Underlying cold water’s oddities are microscopic fluctuations between dense, disordered, high-energy local configurations and comparatively more ordered, low-energy open ones. The liquid–liquid phase transition and singularity-free scenarios differ only in their predictions regarding the magnitude of these fluctuations. Nevertheless, the shape and temporal stability of the “ordered’” (LDA-like) and “disordered” (HDA-like) domains in liquid water is unknown at present. This question is ideally suited to computational scrutiny, and a number of simulations are under way.

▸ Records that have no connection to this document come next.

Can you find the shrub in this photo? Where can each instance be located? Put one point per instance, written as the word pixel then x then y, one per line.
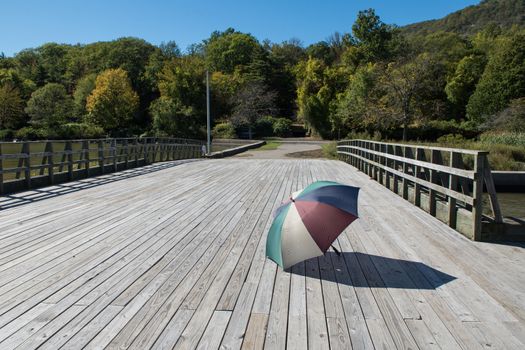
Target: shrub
pixel 30 133
pixel 330 150
pixel 6 134
pixel 80 131
pixel 282 127
pixel 503 138
pixel 451 139
pixel 224 131
pixel 264 126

By revealing how the time-averaged local structure around a water molecule changes with pressure, recent neutron diffraction experiments at 268 K support the notion of fluctuations between low- and high-density local environments. ¹⁸ The experimentally measured structure of water can be expressed as a linear combination of low- and high-density forms with a gradual transformation from low density to high density as the pressure increases. Figure 6 illustrates these structures, obtained by computer simulation, in the form of three-dimensional contours of constant density around a central water molecule. The inner shell (labeled I in the figure) shows the spatial distribution of tetrahedrally bonded molecules. The second shell (II), in antiphase with the first shell, collapses at high pressure. This collapse is the primary signature of the structural transformation that occurs as density increases.

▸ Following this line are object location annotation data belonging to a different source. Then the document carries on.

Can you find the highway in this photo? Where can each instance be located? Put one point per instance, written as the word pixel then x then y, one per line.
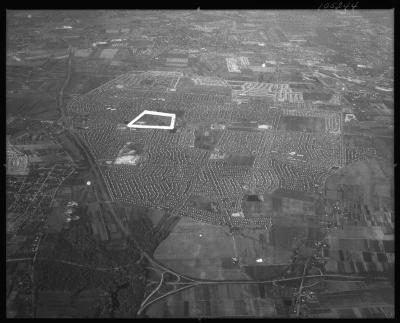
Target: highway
pixel 98 181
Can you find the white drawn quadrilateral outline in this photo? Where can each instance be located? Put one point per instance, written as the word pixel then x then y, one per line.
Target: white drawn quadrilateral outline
pixel 155 113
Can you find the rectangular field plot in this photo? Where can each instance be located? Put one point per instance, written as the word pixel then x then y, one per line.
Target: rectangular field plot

The behavior of liquid water has intrigued physical scientists for centuries. The quest to unravel water’s many mysteries impacts chemistry, biology, geology, materials science, engineering, and astronomy, as well as physics. This cross-fertilization is exemplified by the experiments on the liquid–liquid phase transition in phosphorus by Yoshinori Katayama and coworkers at the Japan Atomic Energy Research Institute. A vastly broadened perspective on the liquid state has resulted from research initially aimed primarily at understanding polyamorphism in water. Although a definitive picture of water’s low-temperature thermodynamics does not yet exist, the goal appears much closer now than it was a quarter century ago, when Angell called the attention of researchers to this fascinating problem in physics.